PMC · DOI: 10.2196/85652 · JMIR Public Health and Surveillance · 2026-01-09

## TL;DR

This study tracks how early adolescents develop beliefs about the positive effects of cannabis and finds that these beliefs are influenced by family dynamics and mental health.

## Contribution

The study identifies distinct developmental patterns of cannabis use expectancies and their predictors in early adolescence using longitudinal data.

## Key findings

- Four distinct trajectories of cannabis use expectancies were identified, including moderate-increasing, high-increasing, low-increasing, and high-decreasing profiles.
- Parental monitoring and strict family rules consistently reduced positive cannabis expectancies, especially in high-risk groups.
- Psychopathological symptoms increasingly predicted cannabis expectancies as adolescents aged.

## Abstract

Positive expectancies of cannabis use effects, which are the beliefs about the anticipated positive effects of cannabis, are robust cognitive precursors of adolescent cannabis initiation and escalation. However, little is known about how sociodemographic, familial, and psychopathological factors predict positive expectancies of cannabis use effects or how these expectancies evolve across early adolescence.

This study aimed to identify distinct developmental trajectories of positive expectancies of cannabis use effects among early adolescents, as well as the longitudinal effects of familial factors on positive expectancies of cannabis use effects over time.

This study used latent class growth analysis with 3 waves of longitudinal data from the Adolescent Brain Cognitive Development Study (ABCD Study) to identify distinct trajectories of positive expectancies of cannabis use effects among a large, demographically diverse cohort of early adolescents (aged 10‐13 years).
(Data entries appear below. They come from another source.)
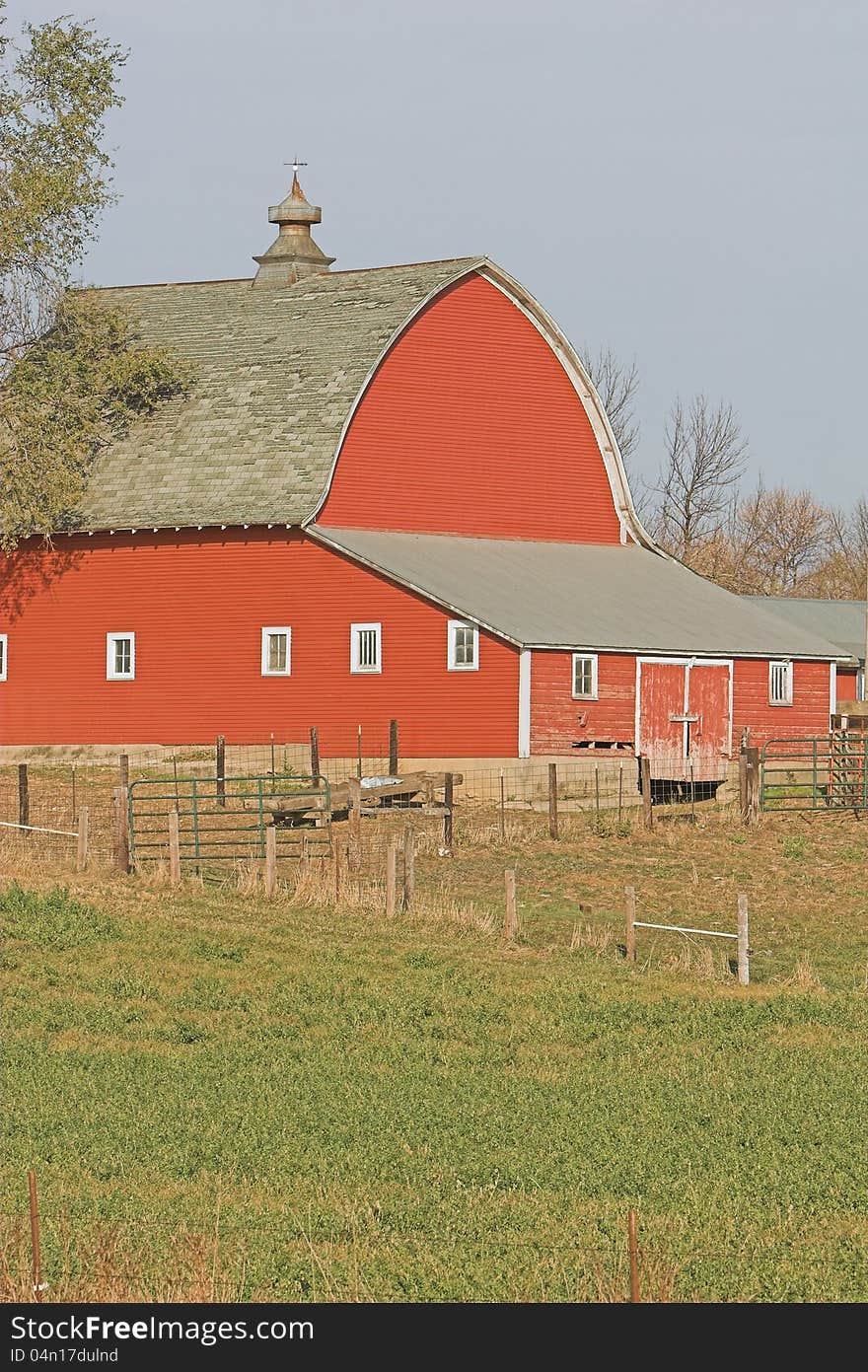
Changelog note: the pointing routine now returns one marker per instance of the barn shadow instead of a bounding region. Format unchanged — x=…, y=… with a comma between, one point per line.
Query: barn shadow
x=31, y=571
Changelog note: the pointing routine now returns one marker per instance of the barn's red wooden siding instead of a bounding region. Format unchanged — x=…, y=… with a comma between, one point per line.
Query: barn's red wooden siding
x=555, y=716
x=197, y=603
x=847, y=683
x=470, y=425
x=809, y=712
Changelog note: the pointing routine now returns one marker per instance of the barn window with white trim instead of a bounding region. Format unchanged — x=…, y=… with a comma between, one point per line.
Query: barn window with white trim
x=584, y=676
x=276, y=651
x=463, y=646
x=780, y=684
x=119, y=657
x=365, y=641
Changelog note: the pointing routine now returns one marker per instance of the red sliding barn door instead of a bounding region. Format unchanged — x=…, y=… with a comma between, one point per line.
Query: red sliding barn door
x=685, y=715
x=708, y=700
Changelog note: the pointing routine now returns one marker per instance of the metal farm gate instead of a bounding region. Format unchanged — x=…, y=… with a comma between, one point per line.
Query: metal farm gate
x=227, y=818
x=825, y=772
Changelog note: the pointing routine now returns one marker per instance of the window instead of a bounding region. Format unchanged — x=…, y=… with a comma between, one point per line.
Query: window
x=463, y=646
x=365, y=648
x=780, y=684
x=276, y=652
x=119, y=657
x=584, y=676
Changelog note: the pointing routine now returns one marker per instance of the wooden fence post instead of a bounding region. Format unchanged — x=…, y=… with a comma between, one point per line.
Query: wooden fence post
x=510, y=925
x=355, y=824
x=742, y=788
x=552, y=800
x=391, y=878
x=631, y=922
x=753, y=783
x=24, y=795
x=393, y=748
x=315, y=752
x=408, y=869
x=175, y=849
x=221, y=770
x=81, y=848
x=633, y=1256
x=744, y=953
x=270, y=862
x=36, y=1265
x=647, y=810
x=122, y=829
x=447, y=813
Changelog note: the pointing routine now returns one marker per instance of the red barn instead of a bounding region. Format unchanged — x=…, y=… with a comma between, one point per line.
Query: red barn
x=390, y=493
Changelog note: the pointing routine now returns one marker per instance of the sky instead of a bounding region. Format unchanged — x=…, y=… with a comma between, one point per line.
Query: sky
x=679, y=180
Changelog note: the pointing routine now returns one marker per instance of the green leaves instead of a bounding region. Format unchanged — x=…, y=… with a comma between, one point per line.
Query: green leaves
x=73, y=375
x=69, y=396
x=55, y=94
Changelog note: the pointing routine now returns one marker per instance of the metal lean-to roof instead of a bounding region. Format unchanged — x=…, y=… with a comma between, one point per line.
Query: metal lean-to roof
x=842, y=621
x=579, y=596
x=276, y=375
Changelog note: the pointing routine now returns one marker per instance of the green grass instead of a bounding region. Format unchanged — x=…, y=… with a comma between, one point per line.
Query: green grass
x=225, y=1098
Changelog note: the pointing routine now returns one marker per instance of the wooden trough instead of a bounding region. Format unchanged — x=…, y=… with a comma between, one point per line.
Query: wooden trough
x=415, y=792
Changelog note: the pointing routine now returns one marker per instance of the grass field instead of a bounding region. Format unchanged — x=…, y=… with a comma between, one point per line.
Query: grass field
x=225, y=1098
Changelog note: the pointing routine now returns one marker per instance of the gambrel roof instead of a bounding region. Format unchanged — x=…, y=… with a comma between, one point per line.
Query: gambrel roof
x=276, y=376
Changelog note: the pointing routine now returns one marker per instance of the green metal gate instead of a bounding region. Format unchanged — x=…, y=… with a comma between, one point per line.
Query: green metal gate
x=225, y=818
x=829, y=771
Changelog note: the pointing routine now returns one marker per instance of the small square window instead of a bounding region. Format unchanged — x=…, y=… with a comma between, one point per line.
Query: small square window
x=584, y=676
x=119, y=657
x=780, y=684
x=365, y=642
x=463, y=655
x=277, y=651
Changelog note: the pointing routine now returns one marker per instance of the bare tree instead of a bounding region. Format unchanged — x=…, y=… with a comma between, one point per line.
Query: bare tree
x=705, y=459
x=846, y=569
x=782, y=542
x=615, y=386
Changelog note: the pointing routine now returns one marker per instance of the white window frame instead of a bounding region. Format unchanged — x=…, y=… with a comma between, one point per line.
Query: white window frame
x=594, y=662
x=355, y=669
x=787, y=666
x=452, y=646
x=265, y=651
x=111, y=676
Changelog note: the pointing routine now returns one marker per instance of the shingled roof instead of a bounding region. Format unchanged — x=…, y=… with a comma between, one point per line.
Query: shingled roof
x=276, y=376
x=589, y=596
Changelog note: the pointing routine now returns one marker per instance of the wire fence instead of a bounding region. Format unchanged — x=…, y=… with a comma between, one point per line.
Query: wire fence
x=42, y=797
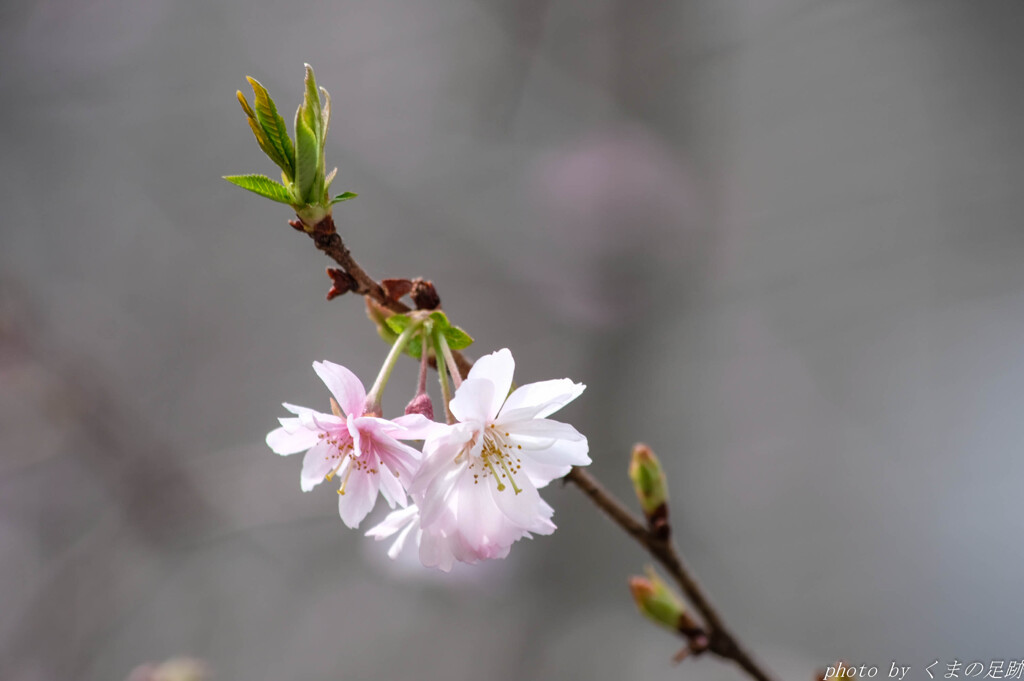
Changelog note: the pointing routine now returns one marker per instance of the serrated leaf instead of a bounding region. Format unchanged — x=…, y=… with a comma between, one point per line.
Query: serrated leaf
x=397, y=323
x=245, y=104
x=261, y=138
x=457, y=338
x=326, y=116
x=312, y=103
x=440, y=320
x=273, y=126
x=306, y=155
x=262, y=185
x=347, y=196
Multinomial logistic regression was used to examine whether baseline sociodemographic and policy-level factors were associated with class membership. Time-varying effects of familial factors (ie, parental monitoring, family cannabis use rules, and family conflict) and adolescents’ psychopathology were examined within and across trajectory classes using class-specific and common effects models.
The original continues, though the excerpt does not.